C’est précisément pourquoi son cas doit occuper une place centrale dans toute demande adressée à la France. La restitution ne peut être pensée seulement pour les grands résistants dont les noms appartiennent déjà à l’histoire nationale, car la dignité humaine ne dépend ni du grade, ni de la célébrité, ni de l’héroïsme. Un chef de résistance et une enfant inconnue possèdent le même droit à ne pas devenir indéfiniment des objets de collection. Si l’on exige le retour des morts algériens, la petite fille de Blida doit être là, au premier rang de cette exigence, précisément parce qu’elle ne dispose d’aucun prestige militaire pour imposer sa mémoire.

Qui sont les barbares ?

Le mot « barbare » fut l’un des instruments favoris des entreprises impériales, parce qu’il permettait de transformer une différence politique en hiérarchie morale. La puissance conquérante se présentait comme dépositaire de la civilisation, tandis que la société conquise était décrite comme violente, arriérée, irrationnelle ou incapable d’entrer seule dans la modernité. Ce vocabulaire n’était pas seulement insultant ; il remplissait une fonction politique en donnant à la conquête l’apparence d’une mission.

L’histoire des morts oblige à retourner l’interrogation sans pour autant tomber dans l’erreur inverse qui consisterait à essentialiser les peuples.
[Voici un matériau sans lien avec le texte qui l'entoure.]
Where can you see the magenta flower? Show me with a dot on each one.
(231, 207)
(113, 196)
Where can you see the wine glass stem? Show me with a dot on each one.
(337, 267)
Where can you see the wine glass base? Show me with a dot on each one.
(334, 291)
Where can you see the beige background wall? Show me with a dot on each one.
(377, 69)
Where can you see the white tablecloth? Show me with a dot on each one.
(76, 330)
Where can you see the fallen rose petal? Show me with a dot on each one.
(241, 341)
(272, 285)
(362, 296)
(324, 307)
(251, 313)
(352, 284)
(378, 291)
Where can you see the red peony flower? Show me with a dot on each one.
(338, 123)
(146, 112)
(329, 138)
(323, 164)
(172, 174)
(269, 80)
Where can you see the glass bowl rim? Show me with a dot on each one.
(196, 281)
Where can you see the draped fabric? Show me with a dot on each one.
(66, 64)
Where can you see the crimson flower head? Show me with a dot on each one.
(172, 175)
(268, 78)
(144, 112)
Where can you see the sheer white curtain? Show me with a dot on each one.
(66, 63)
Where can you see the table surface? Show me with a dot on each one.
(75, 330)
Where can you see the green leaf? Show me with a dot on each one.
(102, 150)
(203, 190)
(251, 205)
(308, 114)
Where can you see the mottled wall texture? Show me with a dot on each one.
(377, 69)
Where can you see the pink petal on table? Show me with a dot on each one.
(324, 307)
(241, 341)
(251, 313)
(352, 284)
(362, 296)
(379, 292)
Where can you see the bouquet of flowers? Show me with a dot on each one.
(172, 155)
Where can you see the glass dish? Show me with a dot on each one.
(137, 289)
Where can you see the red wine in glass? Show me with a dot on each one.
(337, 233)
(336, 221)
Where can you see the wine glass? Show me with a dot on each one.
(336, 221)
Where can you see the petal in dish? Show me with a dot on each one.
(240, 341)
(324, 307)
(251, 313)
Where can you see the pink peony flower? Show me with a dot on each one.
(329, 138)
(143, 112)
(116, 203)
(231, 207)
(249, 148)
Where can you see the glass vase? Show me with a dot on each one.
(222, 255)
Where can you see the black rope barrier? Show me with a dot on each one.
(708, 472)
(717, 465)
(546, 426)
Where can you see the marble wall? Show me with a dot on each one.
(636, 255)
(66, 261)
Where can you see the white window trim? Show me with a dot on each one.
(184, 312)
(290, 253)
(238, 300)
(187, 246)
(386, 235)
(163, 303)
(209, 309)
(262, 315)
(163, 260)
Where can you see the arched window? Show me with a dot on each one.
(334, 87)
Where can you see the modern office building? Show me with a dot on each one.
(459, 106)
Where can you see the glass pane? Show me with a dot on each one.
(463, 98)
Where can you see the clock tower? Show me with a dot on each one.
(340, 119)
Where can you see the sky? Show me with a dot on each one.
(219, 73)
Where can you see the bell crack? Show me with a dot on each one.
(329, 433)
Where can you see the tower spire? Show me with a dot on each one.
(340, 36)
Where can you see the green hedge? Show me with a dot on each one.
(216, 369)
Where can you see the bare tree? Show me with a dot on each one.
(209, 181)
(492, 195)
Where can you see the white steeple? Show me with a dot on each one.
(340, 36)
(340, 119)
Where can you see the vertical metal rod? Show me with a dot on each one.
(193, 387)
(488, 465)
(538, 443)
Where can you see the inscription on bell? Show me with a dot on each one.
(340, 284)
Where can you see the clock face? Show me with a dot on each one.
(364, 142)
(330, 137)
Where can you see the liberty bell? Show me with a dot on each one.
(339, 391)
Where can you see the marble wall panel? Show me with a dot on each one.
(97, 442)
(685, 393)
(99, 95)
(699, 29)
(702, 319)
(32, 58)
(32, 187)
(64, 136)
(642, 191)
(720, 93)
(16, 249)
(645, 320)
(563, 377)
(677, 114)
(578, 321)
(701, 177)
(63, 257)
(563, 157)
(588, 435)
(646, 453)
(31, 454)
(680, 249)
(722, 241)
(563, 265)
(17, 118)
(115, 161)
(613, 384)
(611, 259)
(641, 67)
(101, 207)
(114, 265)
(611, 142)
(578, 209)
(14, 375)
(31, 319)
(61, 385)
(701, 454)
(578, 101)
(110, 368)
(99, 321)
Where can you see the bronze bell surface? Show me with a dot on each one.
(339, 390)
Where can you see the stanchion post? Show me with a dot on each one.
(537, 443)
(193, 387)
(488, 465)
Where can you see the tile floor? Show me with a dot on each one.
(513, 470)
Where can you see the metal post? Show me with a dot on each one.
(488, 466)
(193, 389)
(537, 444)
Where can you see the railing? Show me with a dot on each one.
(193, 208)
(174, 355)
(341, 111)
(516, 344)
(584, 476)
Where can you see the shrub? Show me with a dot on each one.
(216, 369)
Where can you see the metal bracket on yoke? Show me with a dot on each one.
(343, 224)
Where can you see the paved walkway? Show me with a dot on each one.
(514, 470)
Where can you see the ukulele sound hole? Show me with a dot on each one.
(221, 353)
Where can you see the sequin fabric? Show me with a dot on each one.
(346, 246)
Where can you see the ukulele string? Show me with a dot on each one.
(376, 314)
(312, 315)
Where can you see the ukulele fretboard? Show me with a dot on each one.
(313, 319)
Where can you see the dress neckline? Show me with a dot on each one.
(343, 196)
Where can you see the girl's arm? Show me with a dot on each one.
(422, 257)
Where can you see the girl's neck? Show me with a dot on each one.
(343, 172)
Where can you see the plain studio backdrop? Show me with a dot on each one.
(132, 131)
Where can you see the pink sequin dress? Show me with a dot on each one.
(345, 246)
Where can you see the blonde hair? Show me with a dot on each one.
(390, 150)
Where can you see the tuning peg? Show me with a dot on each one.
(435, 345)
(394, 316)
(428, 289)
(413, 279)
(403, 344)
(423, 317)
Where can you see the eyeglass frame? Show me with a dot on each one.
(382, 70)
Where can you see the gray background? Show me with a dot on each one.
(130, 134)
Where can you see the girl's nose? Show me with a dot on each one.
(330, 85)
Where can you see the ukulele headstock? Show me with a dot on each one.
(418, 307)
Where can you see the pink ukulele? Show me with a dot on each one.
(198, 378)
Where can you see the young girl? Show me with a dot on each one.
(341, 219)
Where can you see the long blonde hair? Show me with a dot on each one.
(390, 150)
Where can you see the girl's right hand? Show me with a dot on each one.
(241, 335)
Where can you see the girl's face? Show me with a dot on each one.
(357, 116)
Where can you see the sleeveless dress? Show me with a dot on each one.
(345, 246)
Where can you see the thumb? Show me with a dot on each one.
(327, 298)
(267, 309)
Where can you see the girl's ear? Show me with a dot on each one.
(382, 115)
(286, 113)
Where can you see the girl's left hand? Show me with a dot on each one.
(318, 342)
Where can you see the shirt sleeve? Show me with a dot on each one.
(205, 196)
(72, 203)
Aucun peuple n’est barbare par nature et aucune nation ne possède la civilisation comme une qualité héréditaire. Ce sont les pratiques qui doivent être examinées. Lorsqu’une puissance se proclame civilisatrice, elle doit être jugée selon les normes qu’elle prétend porter, et cette exigence devient particulièrement forte lorsqu’il s’agit de ceux qui ne peuvent plus se défendre.

Si des combattants algériens avaient décapité des officiers français, conservé leurs têtes, organisé leur transport vers Alger et entrepris de mesurer leurs crânes pour constituer une série scientifique consacrée aux conquérants européens, la France du XIXe siècle aurait probablement décrit la pratique comme une preuve éclatante de sauvagerie. Or lorsque des opérations analogues se produisent dans le sens imposé par la domination coloniale, elles peuvent être absorbées par un vocabulaire d’apparence neutre fait de collecte, de don, d’acquisition, d’étude, d’inventaire et de classement. La violence ne disparaît pas nécessairement ; elle devient administrativement propre.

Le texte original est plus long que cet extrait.